Here's a simple example to get you started. Assume you have recorded the following line numbers and variable values:

recording: List[Tuple[int, Dict[str, Any]]] = [
    (10, {'x': 25}),
    (11, {'x': 25}),
    (12, {'x': 26, 'a': "abc"}),
    (13, {'x': 26, 'a': "abc"}),
    (10, {'x': 30}),
    (11, {'x': 30}),
    (12, {'x': 31, 'a': "def"}),
    (13, {'x': 31, 'a': "def"}),
    (10, {'x': 35}),
    (11, {'x': 35}),
    (12, {'x': 36, 'a': "ghi"}),
    (13, {'x': 36, 'a': "ghi"}),
]

Then, the following function will provide a slider that will allow you to explore these values:

from bookutils import HTML

def slider(rec: List[Tuple[int, Dict[str, Any]]]) -> str:
    lines_over_time = [line for (line, var) in rec]
    vars_over_time = []
    for (line, vars) in rec:
        vars_over_time.append(", ".join(f"{var} = {repr(value)}"
                                        for var, value in vars.items()))
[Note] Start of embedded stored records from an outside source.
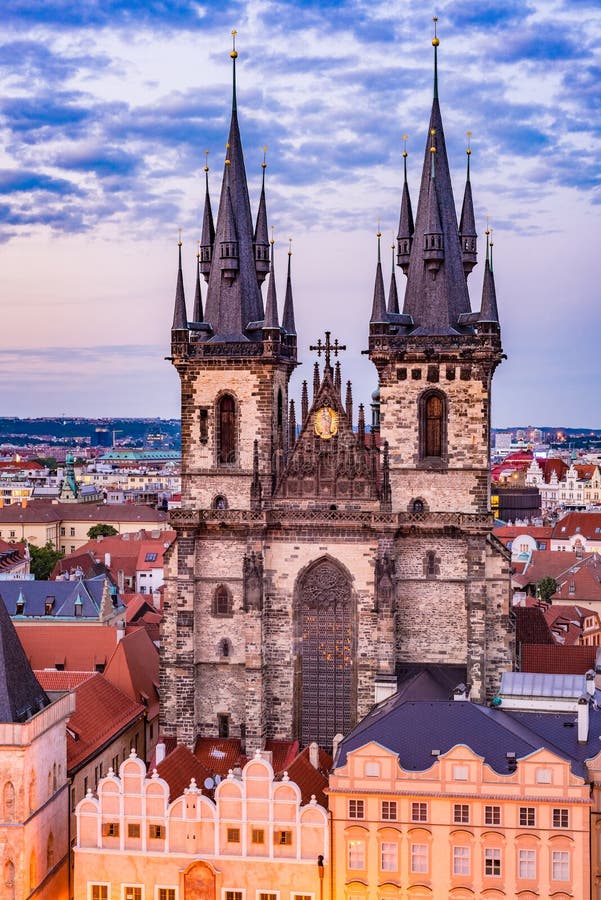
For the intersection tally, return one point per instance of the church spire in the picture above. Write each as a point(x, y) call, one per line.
point(489, 314)
point(180, 318)
point(197, 314)
point(435, 303)
point(406, 225)
point(233, 296)
point(378, 311)
point(288, 315)
point(467, 223)
point(271, 308)
point(393, 295)
point(207, 237)
point(261, 241)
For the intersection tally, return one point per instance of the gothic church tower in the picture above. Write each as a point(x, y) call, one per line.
point(317, 562)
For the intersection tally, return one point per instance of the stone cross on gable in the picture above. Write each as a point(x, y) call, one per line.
point(327, 348)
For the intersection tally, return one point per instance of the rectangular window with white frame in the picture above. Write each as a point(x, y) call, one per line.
point(461, 860)
point(356, 854)
point(419, 857)
point(132, 892)
point(165, 893)
point(492, 862)
point(560, 865)
point(527, 864)
point(389, 856)
point(99, 891)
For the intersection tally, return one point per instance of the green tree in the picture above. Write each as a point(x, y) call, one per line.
point(43, 560)
point(101, 530)
point(545, 588)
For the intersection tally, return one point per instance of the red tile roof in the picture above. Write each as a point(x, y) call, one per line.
point(311, 781)
point(219, 755)
point(557, 660)
point(80, 648)
point(134, 669)
point(53, 680)
point(531, 626)
point(178, 769)
point(102, 712)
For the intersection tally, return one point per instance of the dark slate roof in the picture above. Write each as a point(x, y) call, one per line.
point(436, 303)
point(232, 304)
point(413, 729)
point(20, 693)
point(67, 594)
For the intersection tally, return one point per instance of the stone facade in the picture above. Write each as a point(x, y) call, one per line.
point(310, 565)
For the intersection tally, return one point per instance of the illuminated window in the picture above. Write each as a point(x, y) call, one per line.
point(461, 860)
point(356, 854)
point(560, 863)
point(492, 815)
point(527, 863)
point(419, 857)
point(492, 862)
point(419, 812)
point(389, 810)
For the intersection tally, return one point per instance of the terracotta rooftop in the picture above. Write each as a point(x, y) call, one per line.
point(79, 648)
point(54, 681)
point(310, 780)
point(178, 769)
point(531, 627)
point(102, 712)
point(557, 660)
point(134, 669)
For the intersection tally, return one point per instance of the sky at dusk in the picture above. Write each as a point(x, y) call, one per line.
point(107, 108)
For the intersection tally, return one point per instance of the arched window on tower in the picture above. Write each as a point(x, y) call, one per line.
point(226, 430)
point(433, 425)
point(222, 601)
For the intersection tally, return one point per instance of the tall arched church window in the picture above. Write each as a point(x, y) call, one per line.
point(226, 430)
point(433, 425)
point(222, 601)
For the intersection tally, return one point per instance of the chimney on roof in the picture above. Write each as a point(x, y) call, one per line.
point(583, 719)
point(335, 744)
point(462, 691)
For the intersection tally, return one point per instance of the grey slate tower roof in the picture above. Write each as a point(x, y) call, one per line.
point(232, 303)
point(288, 315)
point(271, 308)
point(20, 693)
point(197, 314)
point(488, 309)
point(393, 294)
point(378, 310)
point(180, 318)
point(207, 237)
point(436, 298)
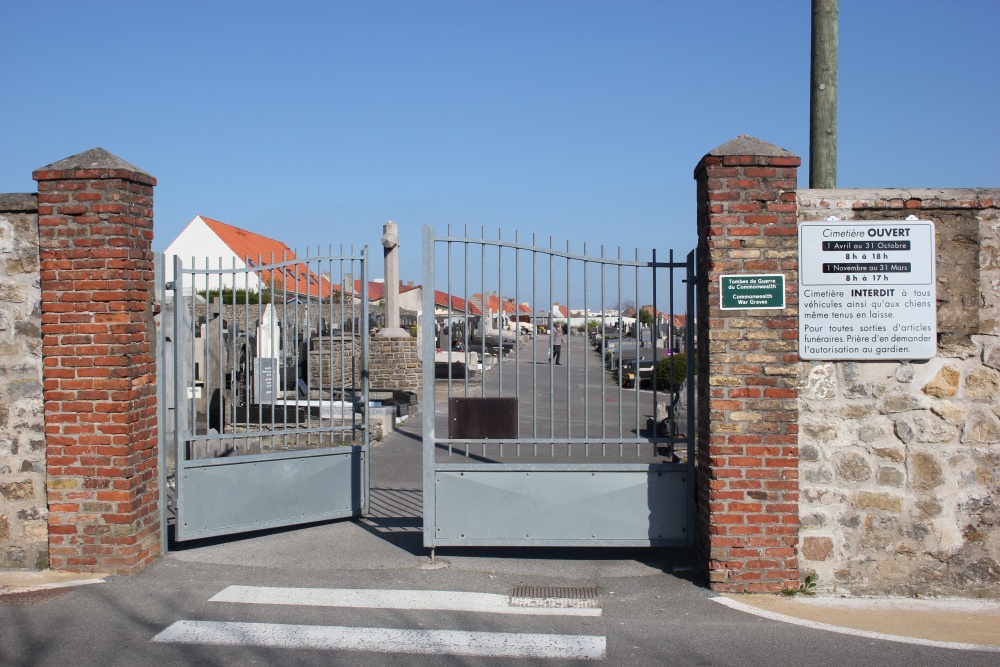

    # print(lines_over_time)
    # print(vars_over_time)

    template = f'''
    <div class="time_travel_debugger">
      <input type="range" min="0" max="{len(lines_over_time) - 1}"
      value="0" class="slider" id="time_slider">
      Line <span id="line">{lines_over_time[0]}</span>:
      <span id="vars">{vars_over_time[0]}</span>
    </div>
    <script>
       var lines_over_time = {lines_over_time};
       var vars_over_time = {vars_over_time};

       var time_slider = document.getElementById("time_slider");
       var line = document.getElementById("line");
       var vars = document.getElementById("vars");

       time_slider.oninput = function() {{
          line.innerHTML = lines_over_time[this.value];
          vars.innerHTML = vars_over_time[this.value];
       }}
    </script>
    '''
    # print(template)
    return HTML(template)

slider(recording)

Explore the HTML and JavaScript details of how slider() works, and then expand it to a user interface where you can

see the current source code (together with the line being executed)
search for specific events, such as a line being executed or a variable changing its value

Just like slider(), your user interface should come in pure HTML and JavaScript such that it can run in a browser (or a Jupyter notebook) without interacting with a Python program.